Indeed the twelfth chapter of Paul’s Letter to the Romans seems out of touch with the reality of today’s politics. No doubt it was just as out of touch with the reality of first-century Rome, or Paul would not have written it. That is just the point. These are instructions to Christians on how they should relate to a world given to meanness and to fracturing.

Engaging the Enemy

For all the non-confrontational emphasis of Romans 12, Paul is a realist. He recognizes what most of us take as the obvious: that we do have enemies, even very threatening enemies. We do not live in a make-believe land where everyone lives happily together. Paul goes so far as to call some of these enemies “evil.” He assumes that enemies do more than create trouble. The enemies he speaks of persecute people.
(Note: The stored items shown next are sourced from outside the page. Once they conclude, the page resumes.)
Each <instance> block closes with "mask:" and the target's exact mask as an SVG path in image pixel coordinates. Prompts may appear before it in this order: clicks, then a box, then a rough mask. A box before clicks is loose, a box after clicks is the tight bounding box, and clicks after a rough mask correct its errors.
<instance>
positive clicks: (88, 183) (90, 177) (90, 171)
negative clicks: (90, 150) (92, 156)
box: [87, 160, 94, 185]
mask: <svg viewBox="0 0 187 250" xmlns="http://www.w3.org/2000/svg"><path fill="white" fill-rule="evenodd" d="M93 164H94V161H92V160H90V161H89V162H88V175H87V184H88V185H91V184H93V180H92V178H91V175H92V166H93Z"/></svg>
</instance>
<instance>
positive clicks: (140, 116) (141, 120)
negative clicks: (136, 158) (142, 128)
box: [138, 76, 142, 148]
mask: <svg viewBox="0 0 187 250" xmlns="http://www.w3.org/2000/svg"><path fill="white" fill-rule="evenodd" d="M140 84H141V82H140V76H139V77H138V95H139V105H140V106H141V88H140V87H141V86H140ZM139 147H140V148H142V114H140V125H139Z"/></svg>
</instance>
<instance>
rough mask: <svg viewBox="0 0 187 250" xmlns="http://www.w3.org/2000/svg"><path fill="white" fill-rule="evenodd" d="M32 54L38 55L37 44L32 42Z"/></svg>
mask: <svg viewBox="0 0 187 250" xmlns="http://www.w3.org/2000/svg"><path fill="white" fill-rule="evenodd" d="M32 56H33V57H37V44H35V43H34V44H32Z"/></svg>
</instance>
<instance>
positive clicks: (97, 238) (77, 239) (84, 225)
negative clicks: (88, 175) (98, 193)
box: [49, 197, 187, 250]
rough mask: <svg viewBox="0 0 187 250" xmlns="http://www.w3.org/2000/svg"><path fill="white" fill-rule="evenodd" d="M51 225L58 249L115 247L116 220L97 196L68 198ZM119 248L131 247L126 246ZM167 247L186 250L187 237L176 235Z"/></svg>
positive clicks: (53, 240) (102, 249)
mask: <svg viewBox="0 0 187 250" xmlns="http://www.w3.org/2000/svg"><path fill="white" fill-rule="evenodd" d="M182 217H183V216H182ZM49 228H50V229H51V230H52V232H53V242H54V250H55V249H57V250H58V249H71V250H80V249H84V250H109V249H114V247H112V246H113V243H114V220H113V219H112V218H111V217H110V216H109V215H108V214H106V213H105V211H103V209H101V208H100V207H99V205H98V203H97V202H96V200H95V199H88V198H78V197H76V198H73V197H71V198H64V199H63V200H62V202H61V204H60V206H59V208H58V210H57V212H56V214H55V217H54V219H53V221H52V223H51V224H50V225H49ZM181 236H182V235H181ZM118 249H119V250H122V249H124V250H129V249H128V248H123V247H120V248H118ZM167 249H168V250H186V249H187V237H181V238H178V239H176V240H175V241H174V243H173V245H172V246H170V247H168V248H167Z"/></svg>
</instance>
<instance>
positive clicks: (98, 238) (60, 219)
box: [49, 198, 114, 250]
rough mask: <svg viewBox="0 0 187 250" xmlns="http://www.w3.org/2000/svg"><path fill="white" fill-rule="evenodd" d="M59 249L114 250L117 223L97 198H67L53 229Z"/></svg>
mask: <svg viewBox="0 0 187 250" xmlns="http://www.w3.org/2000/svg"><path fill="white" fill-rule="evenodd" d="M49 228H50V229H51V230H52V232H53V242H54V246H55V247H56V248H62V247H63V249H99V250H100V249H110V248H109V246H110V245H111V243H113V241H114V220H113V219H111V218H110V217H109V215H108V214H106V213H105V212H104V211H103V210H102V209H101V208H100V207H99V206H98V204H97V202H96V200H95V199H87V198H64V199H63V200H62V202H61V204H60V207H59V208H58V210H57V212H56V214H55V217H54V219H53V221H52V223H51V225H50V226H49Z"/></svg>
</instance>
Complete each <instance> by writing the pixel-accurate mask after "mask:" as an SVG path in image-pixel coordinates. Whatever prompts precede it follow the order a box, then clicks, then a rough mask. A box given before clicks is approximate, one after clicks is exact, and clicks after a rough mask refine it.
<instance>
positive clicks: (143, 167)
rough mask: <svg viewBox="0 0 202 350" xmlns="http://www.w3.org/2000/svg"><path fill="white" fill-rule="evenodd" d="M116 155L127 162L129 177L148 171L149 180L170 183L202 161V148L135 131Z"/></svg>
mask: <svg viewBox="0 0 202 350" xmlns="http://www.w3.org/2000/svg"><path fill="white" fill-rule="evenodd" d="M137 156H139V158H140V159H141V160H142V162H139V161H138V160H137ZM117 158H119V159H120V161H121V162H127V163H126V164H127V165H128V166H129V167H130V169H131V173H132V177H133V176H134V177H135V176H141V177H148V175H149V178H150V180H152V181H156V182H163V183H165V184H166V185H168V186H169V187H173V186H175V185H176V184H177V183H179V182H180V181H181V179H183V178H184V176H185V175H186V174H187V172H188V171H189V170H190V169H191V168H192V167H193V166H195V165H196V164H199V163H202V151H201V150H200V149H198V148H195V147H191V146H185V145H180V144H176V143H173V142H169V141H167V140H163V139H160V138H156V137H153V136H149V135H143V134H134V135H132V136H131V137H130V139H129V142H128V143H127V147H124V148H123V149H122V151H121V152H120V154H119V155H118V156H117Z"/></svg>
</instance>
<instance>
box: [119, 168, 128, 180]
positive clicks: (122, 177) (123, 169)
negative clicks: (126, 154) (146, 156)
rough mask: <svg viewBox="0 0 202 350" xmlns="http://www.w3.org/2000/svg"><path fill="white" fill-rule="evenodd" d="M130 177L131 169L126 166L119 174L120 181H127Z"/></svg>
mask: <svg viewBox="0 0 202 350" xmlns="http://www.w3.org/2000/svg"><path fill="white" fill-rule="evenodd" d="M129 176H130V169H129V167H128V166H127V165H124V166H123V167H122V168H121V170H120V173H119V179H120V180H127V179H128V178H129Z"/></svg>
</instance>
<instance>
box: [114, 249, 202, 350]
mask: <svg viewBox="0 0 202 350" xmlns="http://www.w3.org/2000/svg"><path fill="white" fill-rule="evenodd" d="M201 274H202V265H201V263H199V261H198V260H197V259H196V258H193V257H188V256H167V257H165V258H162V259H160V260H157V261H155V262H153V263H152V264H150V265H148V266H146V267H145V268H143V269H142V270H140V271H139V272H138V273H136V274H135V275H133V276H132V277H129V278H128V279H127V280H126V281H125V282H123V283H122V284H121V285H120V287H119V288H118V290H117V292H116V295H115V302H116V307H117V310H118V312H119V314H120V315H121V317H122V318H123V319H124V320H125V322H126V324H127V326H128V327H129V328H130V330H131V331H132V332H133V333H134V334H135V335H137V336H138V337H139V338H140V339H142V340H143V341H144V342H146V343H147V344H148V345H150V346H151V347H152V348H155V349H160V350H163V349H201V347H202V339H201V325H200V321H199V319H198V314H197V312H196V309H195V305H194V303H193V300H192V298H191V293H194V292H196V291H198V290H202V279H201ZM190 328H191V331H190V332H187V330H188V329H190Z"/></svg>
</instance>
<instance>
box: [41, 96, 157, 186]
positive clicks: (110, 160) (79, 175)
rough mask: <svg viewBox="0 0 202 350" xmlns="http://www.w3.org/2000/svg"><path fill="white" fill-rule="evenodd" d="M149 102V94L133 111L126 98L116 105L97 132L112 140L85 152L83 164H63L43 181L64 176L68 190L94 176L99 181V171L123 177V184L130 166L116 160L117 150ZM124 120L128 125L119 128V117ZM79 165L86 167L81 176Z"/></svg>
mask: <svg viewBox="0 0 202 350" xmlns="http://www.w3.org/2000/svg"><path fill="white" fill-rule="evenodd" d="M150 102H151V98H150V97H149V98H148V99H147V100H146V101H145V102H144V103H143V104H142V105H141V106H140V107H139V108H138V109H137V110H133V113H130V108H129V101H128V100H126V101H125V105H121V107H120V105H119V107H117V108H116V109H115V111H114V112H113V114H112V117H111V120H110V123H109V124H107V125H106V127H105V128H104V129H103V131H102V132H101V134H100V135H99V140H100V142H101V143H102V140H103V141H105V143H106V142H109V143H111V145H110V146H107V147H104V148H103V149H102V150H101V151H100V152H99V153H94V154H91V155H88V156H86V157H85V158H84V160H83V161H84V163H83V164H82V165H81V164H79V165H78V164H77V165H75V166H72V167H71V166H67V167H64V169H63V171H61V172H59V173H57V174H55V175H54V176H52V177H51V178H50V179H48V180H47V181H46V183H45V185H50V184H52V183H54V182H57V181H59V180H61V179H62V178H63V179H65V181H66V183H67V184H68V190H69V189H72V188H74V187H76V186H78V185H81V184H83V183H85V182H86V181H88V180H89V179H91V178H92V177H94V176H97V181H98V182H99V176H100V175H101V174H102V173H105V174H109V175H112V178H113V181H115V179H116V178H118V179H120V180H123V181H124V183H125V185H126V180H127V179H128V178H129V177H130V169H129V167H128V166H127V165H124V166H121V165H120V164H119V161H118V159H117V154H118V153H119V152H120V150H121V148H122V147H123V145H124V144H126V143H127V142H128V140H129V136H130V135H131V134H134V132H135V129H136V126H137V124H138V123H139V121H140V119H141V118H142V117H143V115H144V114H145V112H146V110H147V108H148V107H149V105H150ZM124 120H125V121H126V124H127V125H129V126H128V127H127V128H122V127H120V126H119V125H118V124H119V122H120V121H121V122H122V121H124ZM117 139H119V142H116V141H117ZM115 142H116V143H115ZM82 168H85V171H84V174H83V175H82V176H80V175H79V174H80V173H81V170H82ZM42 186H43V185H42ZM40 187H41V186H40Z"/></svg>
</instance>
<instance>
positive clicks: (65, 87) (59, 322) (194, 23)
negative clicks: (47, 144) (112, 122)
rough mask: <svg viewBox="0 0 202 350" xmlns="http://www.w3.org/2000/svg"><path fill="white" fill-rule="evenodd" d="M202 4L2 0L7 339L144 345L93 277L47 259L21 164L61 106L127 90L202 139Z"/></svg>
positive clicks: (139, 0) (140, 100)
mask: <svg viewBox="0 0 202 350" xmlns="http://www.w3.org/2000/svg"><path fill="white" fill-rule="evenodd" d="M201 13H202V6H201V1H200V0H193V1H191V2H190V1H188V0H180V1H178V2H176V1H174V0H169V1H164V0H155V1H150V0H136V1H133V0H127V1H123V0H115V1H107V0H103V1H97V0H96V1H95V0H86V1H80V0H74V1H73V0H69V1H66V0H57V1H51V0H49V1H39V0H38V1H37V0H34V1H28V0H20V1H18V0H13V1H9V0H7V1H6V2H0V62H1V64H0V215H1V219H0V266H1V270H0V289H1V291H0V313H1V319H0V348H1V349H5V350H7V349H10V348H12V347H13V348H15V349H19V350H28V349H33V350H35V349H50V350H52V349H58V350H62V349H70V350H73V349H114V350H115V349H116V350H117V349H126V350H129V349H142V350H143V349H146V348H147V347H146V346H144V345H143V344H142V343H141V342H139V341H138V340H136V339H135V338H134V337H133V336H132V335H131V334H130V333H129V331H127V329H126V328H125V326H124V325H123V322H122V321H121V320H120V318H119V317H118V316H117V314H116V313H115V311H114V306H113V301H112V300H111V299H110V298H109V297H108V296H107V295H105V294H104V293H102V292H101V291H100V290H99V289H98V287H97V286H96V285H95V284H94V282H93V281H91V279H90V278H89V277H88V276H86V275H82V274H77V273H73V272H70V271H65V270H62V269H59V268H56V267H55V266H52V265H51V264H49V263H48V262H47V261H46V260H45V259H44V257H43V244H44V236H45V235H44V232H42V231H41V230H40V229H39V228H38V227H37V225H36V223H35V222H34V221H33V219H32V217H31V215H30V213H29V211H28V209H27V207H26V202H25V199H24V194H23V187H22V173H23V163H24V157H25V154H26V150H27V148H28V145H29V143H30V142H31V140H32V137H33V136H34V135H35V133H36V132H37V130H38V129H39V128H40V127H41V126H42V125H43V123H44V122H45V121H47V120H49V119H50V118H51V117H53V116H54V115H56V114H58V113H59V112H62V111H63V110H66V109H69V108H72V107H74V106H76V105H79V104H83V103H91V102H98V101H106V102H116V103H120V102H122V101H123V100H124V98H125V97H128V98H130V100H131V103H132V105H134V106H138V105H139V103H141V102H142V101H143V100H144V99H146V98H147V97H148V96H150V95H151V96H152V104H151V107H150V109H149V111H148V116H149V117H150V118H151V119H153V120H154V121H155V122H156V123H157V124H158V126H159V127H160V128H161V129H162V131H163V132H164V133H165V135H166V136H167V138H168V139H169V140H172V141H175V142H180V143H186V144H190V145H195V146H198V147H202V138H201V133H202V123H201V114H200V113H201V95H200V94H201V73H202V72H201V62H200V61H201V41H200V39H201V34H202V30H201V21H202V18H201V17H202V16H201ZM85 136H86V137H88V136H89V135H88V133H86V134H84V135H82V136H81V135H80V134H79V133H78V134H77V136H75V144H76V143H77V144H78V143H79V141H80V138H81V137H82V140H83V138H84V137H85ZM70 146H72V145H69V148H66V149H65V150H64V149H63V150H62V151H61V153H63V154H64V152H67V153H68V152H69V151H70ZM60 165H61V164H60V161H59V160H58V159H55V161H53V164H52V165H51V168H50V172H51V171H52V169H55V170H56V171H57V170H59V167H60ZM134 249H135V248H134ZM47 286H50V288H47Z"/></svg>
He speaks from his own experience as a former persecutor of Christians and an apostle to a persecuted church.

But Paul challenges Christians to assume responsibility for doing their part to live peacefully in a world in conflict. When Christians claim special knowledge of God’s truth, when they divide America between “people of faith” and their “enemies,” Christians become not the means of peace but the cause of conflict. In that case, Christians are far from being powerless. They are powerful contributors to what has gone wrong in American politics.

If Christians have the power to contribute to what is wrong, they have the power to right the wrong. They have the power to substitute the ministry of reconciliation for the strategy of divisiveness. Where Christians in politics often have been notable for their hubris, claiming that they speak for God, they can, instead, be notable for their humility, acknowledging that God’s truth is greater than anything they can hope to express. Where Christians have championed wedge issues that divide Americans, they can substitute a search for common ground on which Americans might unite to address common challenges. Where Christians have polarized our politics, pushing us to ideological extremes, they can rebuild our political center and help bring us together. Where Christians have been quick to anger, they can show honor to their adversaries and bring civility to our politics.

“So far as it depends on you,” Paul says. Well, a united America does depend on us. It is the responsibility of people who follow Jesus. It is not a political agenda. It is the ministry of reconciliation.

John Danforth, who in 1963 earned degrees from Yale Divinity School and Yale Law School, is an ordained Episcopal priest, former three-term U.S. Senator (R-MO) and a former U.S. Ambassador to the United Nations.